Adult urology| Volume 65, ISSUE 2, P265-269, February 2005

Ureteroscopic management of renal calculi in anomalous kidneys



      To review our experience with ureteroscopy in treating patients with renal calculi in anomalous kidneys and to evaluate the efficacy of this approach.


      Eight patients with renal calculi in anomalous kidneys who were managed by ureteroscopic procedures were identified. Demographic information, preoperative stone burden, operative information (ureteroscope size, lithotrite used, instruments used, duration of surgery, complications, stenting), follow-up imaging, and complications were obtained from the medical record. This information was analyzed to determine the most frequently used instruments and stone-free rates.

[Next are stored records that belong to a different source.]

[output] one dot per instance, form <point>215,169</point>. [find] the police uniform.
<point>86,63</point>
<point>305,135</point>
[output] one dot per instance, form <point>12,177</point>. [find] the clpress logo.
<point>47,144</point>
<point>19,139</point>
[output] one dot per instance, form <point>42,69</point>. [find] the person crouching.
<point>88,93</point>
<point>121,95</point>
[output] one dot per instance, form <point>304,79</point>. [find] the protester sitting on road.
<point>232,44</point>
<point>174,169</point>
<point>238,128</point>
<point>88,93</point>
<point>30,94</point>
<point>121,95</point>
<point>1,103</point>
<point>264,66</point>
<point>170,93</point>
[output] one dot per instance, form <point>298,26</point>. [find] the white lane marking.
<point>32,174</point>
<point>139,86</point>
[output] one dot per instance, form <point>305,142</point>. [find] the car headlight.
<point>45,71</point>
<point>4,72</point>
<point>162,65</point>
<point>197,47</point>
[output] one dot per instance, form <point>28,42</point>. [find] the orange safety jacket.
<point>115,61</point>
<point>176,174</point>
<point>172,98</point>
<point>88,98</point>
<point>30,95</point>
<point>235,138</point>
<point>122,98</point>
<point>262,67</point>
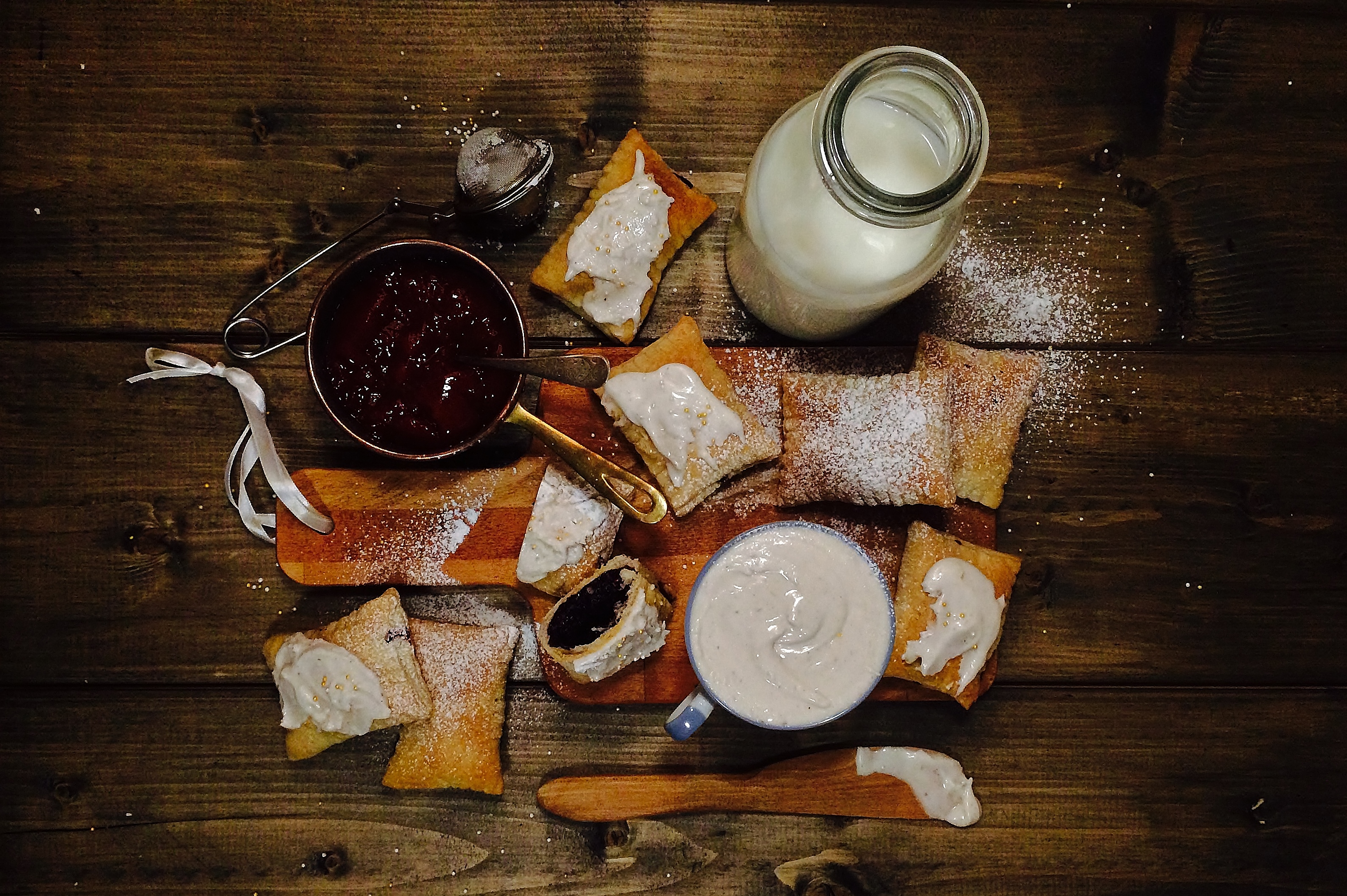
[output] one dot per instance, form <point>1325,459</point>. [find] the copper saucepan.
<point>380,352</point>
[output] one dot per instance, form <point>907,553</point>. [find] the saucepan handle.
<point>597,470</point>
<point>689,716</point>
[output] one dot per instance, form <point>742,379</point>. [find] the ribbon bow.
<point>255,445</point>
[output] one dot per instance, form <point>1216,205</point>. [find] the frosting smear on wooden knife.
<point>829,783</point>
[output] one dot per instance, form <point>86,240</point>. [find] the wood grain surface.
<point>1163,215</point>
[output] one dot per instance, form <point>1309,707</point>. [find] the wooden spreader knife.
<point>822,783</point>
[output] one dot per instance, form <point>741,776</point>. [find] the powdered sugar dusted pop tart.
<point>460,744</point>
<point>678,409</point>
<point>989,395</point>
<point>570,533</point>
<point>348,678</point>
<point>616,618</point>
<point>608,263</point>
<point>950,605</point>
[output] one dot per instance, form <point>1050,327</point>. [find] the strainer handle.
<point>240,322</point>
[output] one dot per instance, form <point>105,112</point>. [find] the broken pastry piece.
<point>989,397</point>
<point>679,412</point>
<point>867,440</point>
<point>355,675</point>
<point>570,533</point>
<point>608,263</point>
<point>615,619</point>
<point>950,604</point>
<point>460,744</point>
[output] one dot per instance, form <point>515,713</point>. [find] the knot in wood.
<point>617,834</point>
<point>329,863</point>
<point>586,138</point>
<point>64,791</point>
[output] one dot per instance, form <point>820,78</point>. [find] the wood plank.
<point>1179,514</point>
<point>1196,791</point>
<point>168,200</point>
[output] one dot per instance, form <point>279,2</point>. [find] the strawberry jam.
<point>384,348</point>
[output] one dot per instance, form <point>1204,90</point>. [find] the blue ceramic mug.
<point>868,639</point>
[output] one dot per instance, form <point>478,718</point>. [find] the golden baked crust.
<point>376,634</point>
<point>867,440</point>
<point>605,654</point>
<point>989,397</point>
<point>460,744</point>
<point>687,213</point>
<point>597,546</point>
<point>913,605</point>
<point>683,345</point>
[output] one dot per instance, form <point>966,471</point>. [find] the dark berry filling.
<point>591,612</point>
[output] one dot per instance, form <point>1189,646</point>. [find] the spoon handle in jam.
<point>617,485</point>
<point>585,371</point>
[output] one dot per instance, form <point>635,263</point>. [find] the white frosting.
<point>681,415</point>
<point>616,244</point>
<point>326,683</point>
<point>790,627</point>
<point>939,782</point>
<point>968,620</point>
<point>566,514</point>
<point>640,634</point>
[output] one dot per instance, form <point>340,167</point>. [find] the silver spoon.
<point>585,371</point>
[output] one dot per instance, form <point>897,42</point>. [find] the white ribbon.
<point>254,446</point>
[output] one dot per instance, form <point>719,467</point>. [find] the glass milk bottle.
<point>856,194</point>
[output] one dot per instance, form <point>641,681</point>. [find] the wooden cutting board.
<point>465,527</point>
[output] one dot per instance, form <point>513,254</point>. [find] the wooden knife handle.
<point>608,798</point>
<point>818,784</point>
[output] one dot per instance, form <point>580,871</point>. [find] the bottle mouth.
<point>957,114</point>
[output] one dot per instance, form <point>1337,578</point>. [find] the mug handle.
<point>689,716</point>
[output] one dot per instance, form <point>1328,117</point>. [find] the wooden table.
<point>1167,184</point>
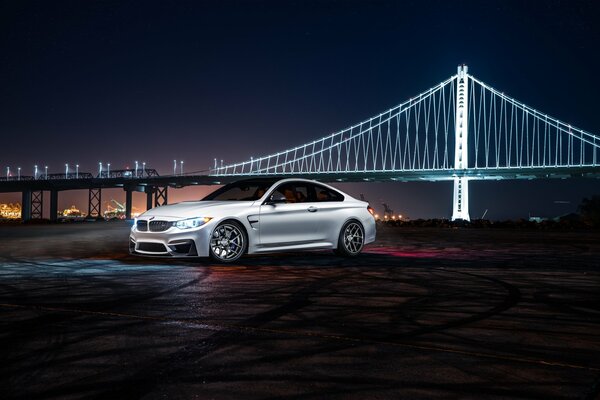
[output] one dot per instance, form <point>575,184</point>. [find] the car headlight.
<point>191,222</point>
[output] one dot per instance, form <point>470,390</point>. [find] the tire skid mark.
<point>218,327</point>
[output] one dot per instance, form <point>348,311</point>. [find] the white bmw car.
<point>256,216</point>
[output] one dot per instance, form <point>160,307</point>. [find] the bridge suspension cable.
<point>419,135</point>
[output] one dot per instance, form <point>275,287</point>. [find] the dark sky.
<point>118,81</point>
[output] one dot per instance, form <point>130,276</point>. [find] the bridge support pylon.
<point>461,149</point>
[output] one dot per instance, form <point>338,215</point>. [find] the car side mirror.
<point>276,198</point>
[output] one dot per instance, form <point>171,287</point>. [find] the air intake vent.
<point>142,226</point>
<point>152,247</point>
<point>159,226</point>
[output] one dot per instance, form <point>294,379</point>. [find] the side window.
<point>325,194</point>
<point>294,192</point>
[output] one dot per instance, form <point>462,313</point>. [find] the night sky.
<point>118,81</point>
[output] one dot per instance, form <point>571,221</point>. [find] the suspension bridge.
<point>459,130</point>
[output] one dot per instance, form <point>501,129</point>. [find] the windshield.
<point>241,191</point>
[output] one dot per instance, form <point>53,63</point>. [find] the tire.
<point>351,240</point>
<point>228,242</point>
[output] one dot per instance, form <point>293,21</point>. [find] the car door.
<point>292,222</point>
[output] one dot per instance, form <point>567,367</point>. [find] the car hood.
<point>190,209</point>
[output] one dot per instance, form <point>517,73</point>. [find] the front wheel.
<point>228,242</point>
<point>351,240</point>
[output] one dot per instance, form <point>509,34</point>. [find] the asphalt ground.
<point>423,313</point>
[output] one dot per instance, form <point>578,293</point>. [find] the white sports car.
<point>256,216</point>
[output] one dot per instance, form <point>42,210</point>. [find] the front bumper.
<point>170,243</point>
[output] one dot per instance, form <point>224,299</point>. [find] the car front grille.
<point>159,226</point>
<point>152,247</point>
<point>142,226</point>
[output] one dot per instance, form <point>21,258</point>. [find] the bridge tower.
<point>461,133</point>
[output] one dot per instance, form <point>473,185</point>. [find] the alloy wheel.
<point>354,238</point>
<point>227,242</point>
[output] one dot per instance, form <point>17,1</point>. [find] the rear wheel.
<point>351,239</point>
<point>228,242</point>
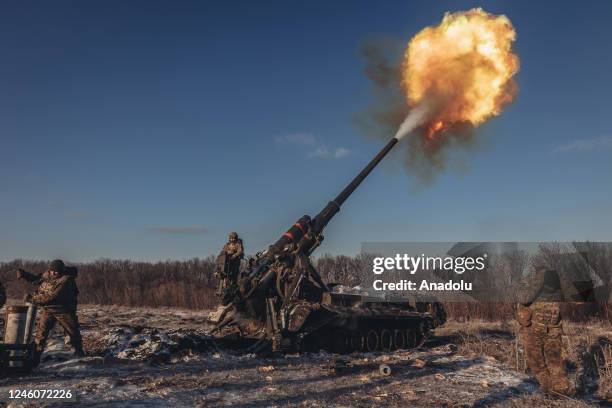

      Our cohort consisted of 4 patients with horseshoe kidneys (HSK) and 4 patients with pelvic kidneys (PK) (6 male, 2 female, mean age, 50.6 years). The average preoperative stone burden of the 11 treated calculi was 1.4 cm, with 5 stones located in the renal pelvis, 2 in the upper pole, and 4 in lower pole calyces. A 7.5F flexible ureteroscope, holmium laser lithotripsy, and nitinol baskets and graspers were used in all patients. Six patients had complete clearance of the stone on postoperative imaging (75% HSK, 75% PK), with 88% of patients asymptomatic after their procedure. No patients required additional surgical intervention.


      Flexible ureteroscopy with holmium laser lithotripsy and the use of nitinol baskets and graspers provides a reasonable alternative to shock wave lithotripsy in the management of patients harboring renal calculi in anomalous kidneys. In addition, ureteroscopy can be considered a primary option for managing select patients with symptomatic stones in PKs before a percutaneous surgical approach.